If I won that argument I certainly didn’t win the man – he still didn’t believe we prayed enough.

I heard the concept of ‘enough’ – or, rather, ‘not enough’ – used with countless subjects. People would tell me ‘we don’t sing the old hymns enough’, or ‘we don’t care for the elderly enough’, or ‘we don’t give enough overseas aid’, or ‘we’re not friendly enough to newcomers’, and many more complaints. I had answers, but these statements hurt. When people said we (except often they meant me) were ‘not doing enough’ they meant we were falling short, not putting in sufficient effort or care. Even though I had defences, I felt attacked and guilty.

Of course there are times when we don’t do enough. We don’t reach the expected standard. People talk of doing enough but imply being perfect. We fall short. All of us do.

But there is a particular difficulty with the word ‘enough’. It’s summed up in a simple four word question. When is enough, enough?[1]

First, let’s accept we often won’t know. How could we ever be sure we’ve prayed enough, or thought enough, or been kind enough, or generous enough, or wise enough?

However, we get close to knowing when enough is enough in certain circumstances.

  • When we can define a precise goal in advance – like: ‘I need to walk 10,000 steps a day’ or ‘I must get eight hours sleep each night’ or ‘I must check my car’s tyre pressures every Saturday’. If your targets are the right ones, and you meet them, then you’ll have done enough.
  • When we have imprecise but reasonable awareness of reaching a limit.
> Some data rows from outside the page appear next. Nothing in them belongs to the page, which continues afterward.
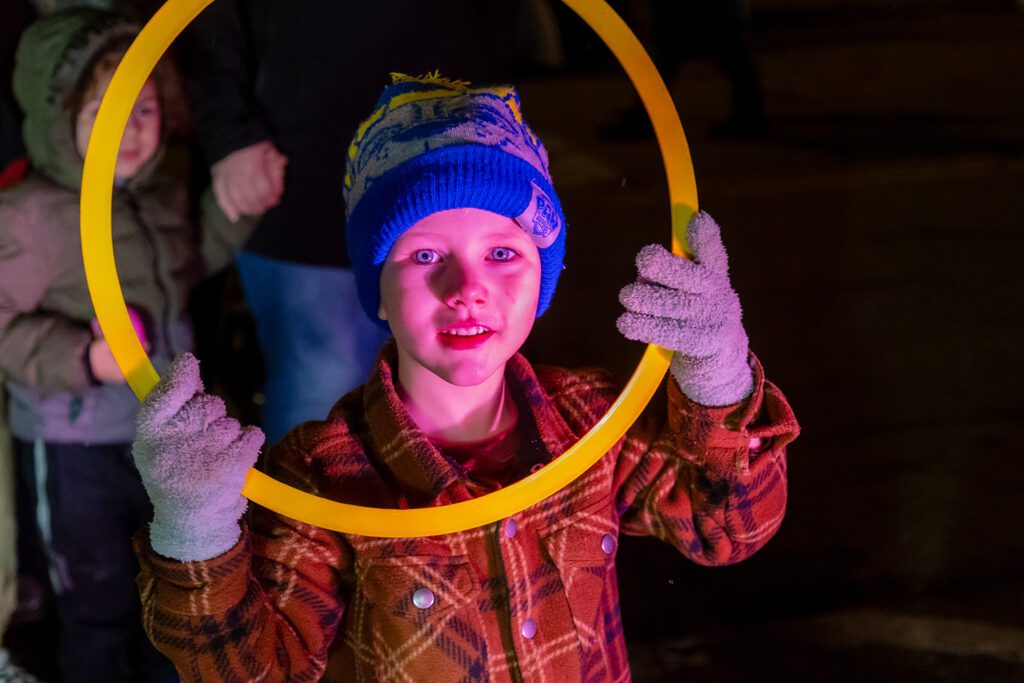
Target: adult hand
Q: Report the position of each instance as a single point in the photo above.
(193, 460)
(690, 307)
(249, 180)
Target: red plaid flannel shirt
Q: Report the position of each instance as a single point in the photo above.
(531, 598)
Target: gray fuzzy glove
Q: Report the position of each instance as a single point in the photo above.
(194, 461)
(691, 308)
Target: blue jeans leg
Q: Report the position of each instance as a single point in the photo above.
(317, 343)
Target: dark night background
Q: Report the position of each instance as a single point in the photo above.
(875, 232)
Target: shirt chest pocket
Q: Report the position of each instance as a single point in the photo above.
(583, 548)
(406, 603)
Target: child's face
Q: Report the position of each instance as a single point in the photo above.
(460, 291)
(141, 138)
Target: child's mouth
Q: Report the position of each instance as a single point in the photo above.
(465, 337)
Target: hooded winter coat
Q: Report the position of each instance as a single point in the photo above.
(45, 308)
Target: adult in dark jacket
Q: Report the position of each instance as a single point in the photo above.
(282, 87)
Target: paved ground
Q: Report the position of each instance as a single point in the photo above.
(875, 236)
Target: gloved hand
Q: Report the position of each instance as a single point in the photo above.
(690, 307)
(194, 461)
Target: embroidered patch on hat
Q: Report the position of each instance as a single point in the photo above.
(540, 220)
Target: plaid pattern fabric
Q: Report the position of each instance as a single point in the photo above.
(531, 598)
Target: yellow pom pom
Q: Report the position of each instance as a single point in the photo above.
(432, 78)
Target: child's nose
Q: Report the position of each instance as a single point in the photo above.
(466, 288)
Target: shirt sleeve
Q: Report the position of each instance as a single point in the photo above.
(712, 481)
(265, 610)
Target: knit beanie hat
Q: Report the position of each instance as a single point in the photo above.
(433, 144)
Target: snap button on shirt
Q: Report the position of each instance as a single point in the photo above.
(608, 544)
(528, 629)
(423, 598)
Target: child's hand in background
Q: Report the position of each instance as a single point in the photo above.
(691, 308)
(101, 363)
(193, 460)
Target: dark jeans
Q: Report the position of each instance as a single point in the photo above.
(88, 502)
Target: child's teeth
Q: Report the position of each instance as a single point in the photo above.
(467, 332)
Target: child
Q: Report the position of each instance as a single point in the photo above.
(71, 413)
(458, 239)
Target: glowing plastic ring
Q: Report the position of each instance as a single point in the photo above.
(97, 251)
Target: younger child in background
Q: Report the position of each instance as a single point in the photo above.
(457, 239)
(71, 413)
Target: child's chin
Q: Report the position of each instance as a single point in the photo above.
(470, 376)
Well-disciplined people stop eating when they know they’re full (or, even better, nearly full). Confession: I’ve never that well-disciplined. But I knew when I was tired while driving, edging towards feeling sleepy, so would pull in to a service area for a nap or at least to walk in fresh air. These days I realise when my back is sending me warning signals that I’ve worked long enough at my desk and I should stretch and take a break. Speaking of which…

So, we can know when enough is enough, either by achieving precise targets or by having a good idea when we’re reaching limits.
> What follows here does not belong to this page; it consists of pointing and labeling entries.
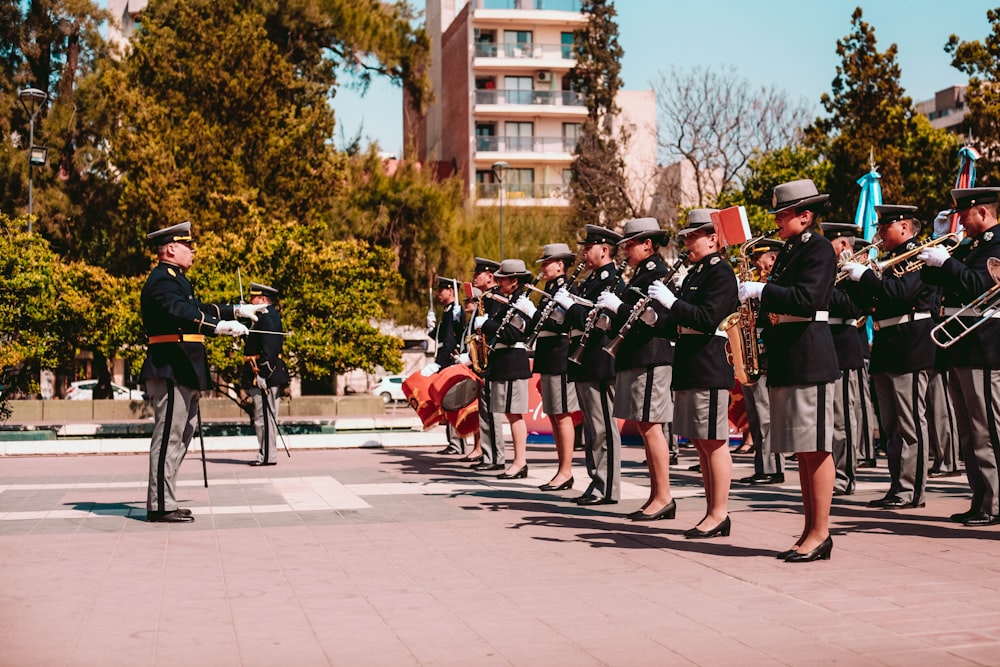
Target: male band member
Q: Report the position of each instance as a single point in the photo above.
(702, 374)
(176, 367)
(974, 361)
(264, 371)
(551, 352)
(642, 362)
(768, 467)
(446, 337)
(802, 362)
(902, 355)
(844, 314)
(592, 369)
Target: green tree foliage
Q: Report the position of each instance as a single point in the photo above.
(869, 112)
(599, 187)
(980, 60)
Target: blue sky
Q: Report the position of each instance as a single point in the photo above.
(787, 43)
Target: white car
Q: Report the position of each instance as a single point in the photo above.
(390, 388)
(83, 390)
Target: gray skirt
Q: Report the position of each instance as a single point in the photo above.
(702, 414)
(509, 396)
(802, 418)
(558, 395)
(642, 394)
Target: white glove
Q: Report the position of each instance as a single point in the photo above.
(248, 311)
(609, 301)
(231, 328)
(524, 305)
(854, 270)
(934, 256)
(660, 292)
(563, 299)
(750, 290)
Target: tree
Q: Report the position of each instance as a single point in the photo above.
(714, 121)
(599, 188)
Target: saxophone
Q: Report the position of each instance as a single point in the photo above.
(743, 346)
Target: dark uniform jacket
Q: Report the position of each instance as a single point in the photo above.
(595, 364)
(509, 358)
(906, 347)
(641, 345)
(708, 295)
(964, 277)
(551, 350)
(800, 284)
(264, 352)
(448, 335)
(850, 351)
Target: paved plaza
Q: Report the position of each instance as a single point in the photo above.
(399, 556)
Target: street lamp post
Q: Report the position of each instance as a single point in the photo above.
(499, 169)
(32, 99)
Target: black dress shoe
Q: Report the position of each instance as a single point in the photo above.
(669, 511)
(698, 534)
(821, 552)
(549, 486)
(173, 516)
(520, 474)
(982, 519)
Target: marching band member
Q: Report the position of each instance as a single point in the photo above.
(592, 370)
(642, 362)
(844, 314)
(702, 375)
(802, 362)
(446, 337)
(551, 352)
(902, 356)
(974, 361)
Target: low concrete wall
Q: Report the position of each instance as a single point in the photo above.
(211, 408)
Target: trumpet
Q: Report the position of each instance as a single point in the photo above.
(907, 262)
(984, 308)
(862, 256)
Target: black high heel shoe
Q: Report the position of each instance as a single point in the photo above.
(698, 534)
(669, 511)
(821, 552)
(549, 486)
(520, 474)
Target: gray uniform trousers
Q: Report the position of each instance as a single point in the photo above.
(758, 407)
(942, 424)
(975, 395)
(490, 430)
(902, 400)
(597, 401)
(846, 429)
(266, 425)
(175, 417)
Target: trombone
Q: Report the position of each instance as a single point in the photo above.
(907, 262)
(984, 308)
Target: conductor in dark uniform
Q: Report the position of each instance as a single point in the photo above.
(264, 371)
(176, 367)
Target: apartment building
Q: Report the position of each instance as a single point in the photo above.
(499, 74)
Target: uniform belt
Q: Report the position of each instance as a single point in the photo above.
(781, 318)
(687, 331)
(177, 338)
(902, 319)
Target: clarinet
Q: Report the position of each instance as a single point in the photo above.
(551, 306)
(639, 308)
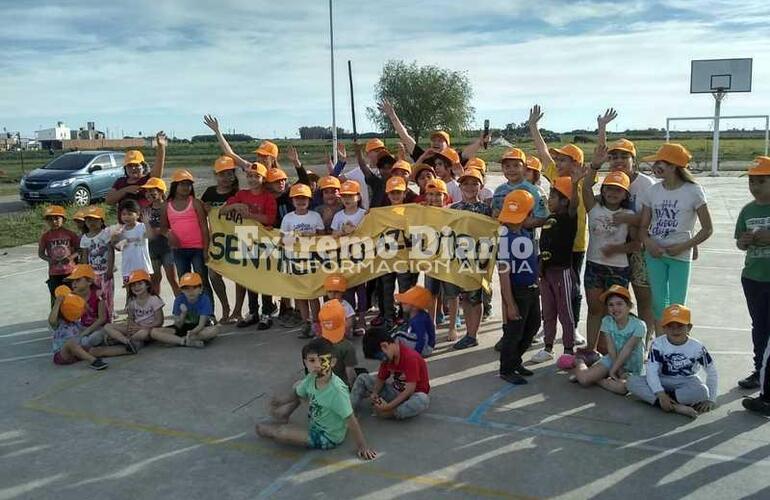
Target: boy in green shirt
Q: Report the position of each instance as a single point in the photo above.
(330, 413)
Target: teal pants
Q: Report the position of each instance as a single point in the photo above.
(669, 279)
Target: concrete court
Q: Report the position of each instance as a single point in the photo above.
(178, 423)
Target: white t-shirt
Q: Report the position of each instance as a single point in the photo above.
(454, 191)
(602, 232)
(309, 223)
(340, 218)
(674, 213)
(98, 248)
(136, 250)
(640, 185)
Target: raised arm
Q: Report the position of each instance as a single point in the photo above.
(160, 155)
(212, 123)
(409, 142)
(535, 114)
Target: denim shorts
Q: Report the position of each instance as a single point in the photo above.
(601, 277)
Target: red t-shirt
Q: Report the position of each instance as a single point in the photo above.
(57, 244)
(410, 368)
(260, 203)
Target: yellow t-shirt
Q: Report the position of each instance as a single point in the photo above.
(581, 238)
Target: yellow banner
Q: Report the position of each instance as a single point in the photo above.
(451, 245)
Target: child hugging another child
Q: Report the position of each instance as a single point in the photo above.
(145, 312)
(420, 332)
(672, 381)
(625, 334)
(193, 316)
(330, 412)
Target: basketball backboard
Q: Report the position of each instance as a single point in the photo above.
(720, 75)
But not everything is easily defined or deduced. Faced with a big decision – like taking up a new job offer – you could tell the prospective employer, ‘I’ll think about it for two days and then give you my answer’. That sounds reasonable, but who can guarantee that two days will be ‘enough’? Forty eight hours may be filled with thought but lacking a clear ‘yes’ or ‘no’ answer. In fact, no amount of time may ever be enough for certainty about some tough decisions.

The real world is one with confusion and doubt, from which we emerge unsure whether we’ve given something enough time or attention, or been sufficiently kind or generous, and so on. Not knowing if we’ve done enough is normal and often unavoidable.

Second, you’ve reached enough when doing more means something else gets less.

Please don’t stop reading if I tell you economists would refer to this as the opportunity cost. In their words that’s defined as ‘the forgone benefit that would have been derived from an option not chosen’.[2]

Quickly let me put opportunity cost in my words: to give more to one thing is to have less for another thing.

Imagine these scenarios:

  • You want to give your four children pocket money, but the most you can afford in total is £20 a week. You could give each £5, but perhaps the older ones need more than just £5. Perhaps one needs £8 and the other £6. But that means only £3 each is left for the youngest two, and that’s too little. What would happen? By giving the older kids enough, you’d give the younger ones less than enough.
  • Since you have four children you have a very busy life. But your aged aunt is frail, and your brother is sick, so you devote one evening per week to visit your aunt and one evening per week for your brother. Then your aunt’s health deteriorates, so now you need to see her at least twice per week. There are only two ways to make that possible – you can stop visiting your brother, or you can no longer spend that other evening with your spouse and children.

Opportunity cost is all about balancing resources, which can be time, money, skills, interests, companionship. Spend it one way, and you don’t have the opportunity to spend it another way.

So, if you work ‘til you drop, there’ll be a cost in missed time with family or for leisure and fitness.

Or, spend all your money in bars or clubs, there’ll be too much month at the end of the money, so the cost will be eating badly (or hardly at all).

Or, give too much time to church, community group, or a major hobby, the cost is that needy neighbours don’t get your support.

In other words, any of the sentences above could have been phrased: ‘if you give more than enough to… then there’s less than enough for…’ There is such a thing as ‘enough’, and you will know you’ve reached it when doing more with that thing would mean doing less with another thing. Wise people realise that moment has come, and try to make wise decisions.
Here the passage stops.